Other documentation sources like BSDs' are a bit more organized than that of Linux's, thanks to their strong emphasis on documentation. I wish Linux documentation was a more integrated single source, instead of being scattered around like this. It would have required more effort and discipline regarding documentation. Nevertheless, I guess that I should be grateful for these sources and the ability to leverage them. While I do rely on LLMs occasionally for solutions, I'm not very found of them because they're often very misguided, ill advised and lack the tiny bits of insight and wisdom that often accompany human generated documentation. It would be a disaster if the latter just faded into oblivion due to the over reliance on LLMs.
Many other distributions fragment their knowledge across mailing lists, forum posts, bug trackers, and random blog entries. That worked when search engines were good at surfacing niche technical content. With current search quality, especially the SEO noise layer, the absence of a canonical, well-curated wiki becomes very visible.
It made maintaining my laptop + workstations the "same" a breeze, although it took a bit to learn and settle into something that works for me. It seems today things are easier for newcomers, but Nix Flakes are still "experimental", and thus the documentation on things might seem confusing or misleading sometimes.
I’ve always been dabbling in Linux since 2007 but I never really felt productive in it until i discovered arch. And it’s outstanding wiki
Do you know what the story was there, what happened? Why was it deleted?
I do prefer gentoo wiki over arch wiki from time to time as things feel less cluttered to me but that's just my opinion.
The Debian wiki has improved (from a total mess to the occasion helpful content). Sadly it's orders of magnitudes away from the rigorous approach of the Archwiki.

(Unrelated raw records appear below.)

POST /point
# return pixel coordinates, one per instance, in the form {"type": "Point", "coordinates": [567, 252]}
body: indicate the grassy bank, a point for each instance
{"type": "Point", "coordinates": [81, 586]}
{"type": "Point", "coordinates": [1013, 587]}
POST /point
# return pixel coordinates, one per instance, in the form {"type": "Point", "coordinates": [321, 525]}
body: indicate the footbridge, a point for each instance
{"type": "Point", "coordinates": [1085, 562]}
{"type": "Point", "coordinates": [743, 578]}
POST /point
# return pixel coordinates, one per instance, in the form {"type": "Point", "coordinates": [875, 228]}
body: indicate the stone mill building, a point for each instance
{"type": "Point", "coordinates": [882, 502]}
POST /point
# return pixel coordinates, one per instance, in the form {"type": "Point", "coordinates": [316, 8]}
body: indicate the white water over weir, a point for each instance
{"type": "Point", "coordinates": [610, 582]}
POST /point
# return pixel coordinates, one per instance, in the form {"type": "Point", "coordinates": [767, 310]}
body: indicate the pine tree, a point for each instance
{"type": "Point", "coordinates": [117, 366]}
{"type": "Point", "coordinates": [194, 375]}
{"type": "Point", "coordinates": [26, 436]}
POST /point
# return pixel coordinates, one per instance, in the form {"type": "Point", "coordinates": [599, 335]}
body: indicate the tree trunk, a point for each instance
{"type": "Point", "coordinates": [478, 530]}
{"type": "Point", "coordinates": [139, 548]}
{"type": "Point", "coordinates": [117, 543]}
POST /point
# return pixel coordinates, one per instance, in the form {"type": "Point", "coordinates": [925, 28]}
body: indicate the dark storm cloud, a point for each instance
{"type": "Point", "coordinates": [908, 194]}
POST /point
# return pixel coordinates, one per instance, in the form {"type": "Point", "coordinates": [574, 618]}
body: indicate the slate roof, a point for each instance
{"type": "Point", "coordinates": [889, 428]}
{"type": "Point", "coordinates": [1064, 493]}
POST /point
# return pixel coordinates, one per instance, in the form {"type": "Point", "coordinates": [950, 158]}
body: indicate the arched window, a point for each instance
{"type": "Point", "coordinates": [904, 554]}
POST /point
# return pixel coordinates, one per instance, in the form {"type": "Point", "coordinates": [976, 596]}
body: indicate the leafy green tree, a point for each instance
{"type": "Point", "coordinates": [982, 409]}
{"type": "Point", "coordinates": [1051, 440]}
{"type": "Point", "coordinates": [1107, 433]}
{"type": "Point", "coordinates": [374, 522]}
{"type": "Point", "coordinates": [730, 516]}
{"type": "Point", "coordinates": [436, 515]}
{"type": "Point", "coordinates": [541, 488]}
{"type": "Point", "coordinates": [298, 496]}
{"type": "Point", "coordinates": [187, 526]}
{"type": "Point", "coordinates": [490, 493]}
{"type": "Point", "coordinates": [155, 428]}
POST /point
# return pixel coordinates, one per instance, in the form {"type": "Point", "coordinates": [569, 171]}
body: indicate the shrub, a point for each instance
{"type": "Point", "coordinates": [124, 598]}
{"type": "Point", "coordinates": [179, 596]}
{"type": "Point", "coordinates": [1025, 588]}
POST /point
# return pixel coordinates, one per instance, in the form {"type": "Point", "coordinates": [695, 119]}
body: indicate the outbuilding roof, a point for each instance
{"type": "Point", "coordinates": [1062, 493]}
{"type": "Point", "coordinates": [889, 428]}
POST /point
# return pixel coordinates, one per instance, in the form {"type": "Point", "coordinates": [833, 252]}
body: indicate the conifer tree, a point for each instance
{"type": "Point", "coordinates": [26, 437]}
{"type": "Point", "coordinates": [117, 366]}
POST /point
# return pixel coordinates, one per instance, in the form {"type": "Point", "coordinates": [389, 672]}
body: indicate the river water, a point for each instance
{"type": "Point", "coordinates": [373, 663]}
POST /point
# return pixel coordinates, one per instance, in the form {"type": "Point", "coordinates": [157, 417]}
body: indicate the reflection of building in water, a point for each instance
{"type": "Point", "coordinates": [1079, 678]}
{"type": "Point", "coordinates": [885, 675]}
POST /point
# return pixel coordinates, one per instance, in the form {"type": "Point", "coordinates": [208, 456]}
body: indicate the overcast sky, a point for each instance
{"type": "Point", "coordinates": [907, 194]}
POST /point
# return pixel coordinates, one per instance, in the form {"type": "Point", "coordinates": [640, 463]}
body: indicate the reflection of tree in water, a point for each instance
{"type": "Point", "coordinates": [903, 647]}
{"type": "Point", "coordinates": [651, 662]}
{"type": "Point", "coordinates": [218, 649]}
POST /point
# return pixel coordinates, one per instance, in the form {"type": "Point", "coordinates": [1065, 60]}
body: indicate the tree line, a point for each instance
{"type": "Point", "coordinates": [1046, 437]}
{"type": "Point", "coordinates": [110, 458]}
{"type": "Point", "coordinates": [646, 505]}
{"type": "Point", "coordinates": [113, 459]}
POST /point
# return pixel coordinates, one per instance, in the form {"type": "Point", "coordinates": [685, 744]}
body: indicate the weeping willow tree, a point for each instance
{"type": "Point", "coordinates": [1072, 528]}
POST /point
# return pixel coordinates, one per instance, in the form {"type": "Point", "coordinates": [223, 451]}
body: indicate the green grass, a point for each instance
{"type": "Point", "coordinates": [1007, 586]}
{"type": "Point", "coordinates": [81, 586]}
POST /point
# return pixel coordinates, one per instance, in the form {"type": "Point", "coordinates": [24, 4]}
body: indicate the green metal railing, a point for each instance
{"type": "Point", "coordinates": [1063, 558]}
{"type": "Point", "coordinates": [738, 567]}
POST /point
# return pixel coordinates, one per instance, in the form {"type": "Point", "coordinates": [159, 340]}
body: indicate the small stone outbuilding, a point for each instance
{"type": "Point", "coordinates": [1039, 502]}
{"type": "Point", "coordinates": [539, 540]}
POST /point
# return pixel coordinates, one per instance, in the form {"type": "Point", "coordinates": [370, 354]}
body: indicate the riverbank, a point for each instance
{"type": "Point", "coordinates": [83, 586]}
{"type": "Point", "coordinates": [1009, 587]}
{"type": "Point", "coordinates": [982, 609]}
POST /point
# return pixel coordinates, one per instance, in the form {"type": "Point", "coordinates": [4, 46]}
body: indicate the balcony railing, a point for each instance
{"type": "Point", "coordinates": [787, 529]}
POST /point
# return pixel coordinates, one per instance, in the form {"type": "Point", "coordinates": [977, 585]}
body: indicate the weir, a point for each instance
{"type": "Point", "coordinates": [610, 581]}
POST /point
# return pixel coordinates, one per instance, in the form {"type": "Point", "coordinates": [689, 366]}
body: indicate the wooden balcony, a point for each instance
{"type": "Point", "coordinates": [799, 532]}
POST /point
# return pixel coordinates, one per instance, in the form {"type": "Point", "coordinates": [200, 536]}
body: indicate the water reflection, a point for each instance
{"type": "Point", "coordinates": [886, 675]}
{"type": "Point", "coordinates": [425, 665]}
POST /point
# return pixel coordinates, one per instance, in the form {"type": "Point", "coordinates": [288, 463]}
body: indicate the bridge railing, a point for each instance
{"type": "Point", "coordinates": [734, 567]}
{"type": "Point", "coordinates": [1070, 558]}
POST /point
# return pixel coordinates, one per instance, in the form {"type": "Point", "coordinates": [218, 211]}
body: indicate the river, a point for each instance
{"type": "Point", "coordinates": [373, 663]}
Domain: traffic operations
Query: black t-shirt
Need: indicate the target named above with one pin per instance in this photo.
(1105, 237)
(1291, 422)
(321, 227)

Back when I was just starting out with Ubuntu, the Arch wiki was super helpful to gain better understanding of various things I came across. I think the wiki in general is useful to anyone who wants to understand things deeper, not just power users and sysadmins :)
Reading this has me looking for a junker laptop on eBay.
(I use Arch btw)
For example instead of the OS noticing that zstd was not supported, it would always use a zstd compressed initramfs image and would require the user to manually configure a supported compression their kernel supported. I don't understand why they thought it was a good idea to break my install for something that should be easy to do automatically. One could say that there is value in the forum having information on how to fix my system, but this isn't something I should have ever seen in the first place.
https://archlinux.org/news/moving-to-zstandard-images-by-def...
I've been running Ubuntu this or that since 2007. Desktops, laptops, work computers, personal computers, servers. There has been some BS to deal with, but frankly with common hardware it's exactly the same as any other system. Desktop runtime with web browser support. Except that you can do whatever you want, if you choose.
The idea of Arch was that it's supposed to be hard mode, if that's even true anymore. Any non-tech person I've showed my computer is like "oo, what is that?" I say "it's a desktop environment, here's the web browser." And that's all there is to it.
Calling it hard mode is putting it on a pedestal, a weird one that ignores much less opinionated linux distros and setups like Gentoo.